Find flaky tests #

A test is flaky if it sometimes passes and sometimes fails on the same UUT under the same conditions. Real flakes hide one of three things: a marginal limit, a measurement that depends on uncontrolled environment, or a race in setup. This recipe walks the operator UI and the parquet store to identify which.

Prerequisites #

A few weeks of accumulated runs in the project's data dir (the retest signal needs repeated UUT serials across sessions to mean anything).
litmus serve running on the bench.

1. Find the suspects in the Metrics → Retest tab #

Open /metrics, click the Retest tab. The chart shows the percentage of unique UUTs that needed more than one attempt to clear the same step, bucketed by period. The table below shows Period / Serials / Retested / Rate / Avg retries.

High retest rates flag flaky tests OR marginal hardware. To narrow to "is it the test", filter the same Metrics view by part or station with the filter bar above the tabs and see whether the spike follows the test, the station, or the part.

2. Pin the test that's flaking #

The Retest tab is aggregate; for the specific test, open /results. The list doesn't text-filter by UUT serial, so sort by Started descending and scan the UUT column for one of the affected serials. A flaky test shows up as a serial that has both passed and failed rows in its history without an obvious code change between them.

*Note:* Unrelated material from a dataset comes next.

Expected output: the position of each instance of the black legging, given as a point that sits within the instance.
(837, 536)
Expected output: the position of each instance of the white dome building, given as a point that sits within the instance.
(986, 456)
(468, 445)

Click into a failing run. The Results detail step tree shows one row per step, collapsing retries; to see the individual attempts, jump to the parquet query in the next step. Confirm the failing step's measurements table: a borderline value just outside the limit is a marginal limit; a wild value is environment or hardware.

3. Make the retry behaviour explicit #

When the hardware is genuinely non-deterministic — a measurement with irreducible jitter, not a bug you haven't found yet — make the retries explicit and auditable with the @pytest.mark.litmus_retry marker, so every attempt is recorded rather than hidden:

@pytest.mark.litmus_retry(max_retries=2, delay=0.5, on=["AssertionError"])
def test_output_voltage(context, verify):
    ...

Litmus reruns the test up to max_retries times on the listed exceptions and records every attempt with an incremented vector_retry — so the step tree and the query in the next step show them as separate retries rather than hiding them.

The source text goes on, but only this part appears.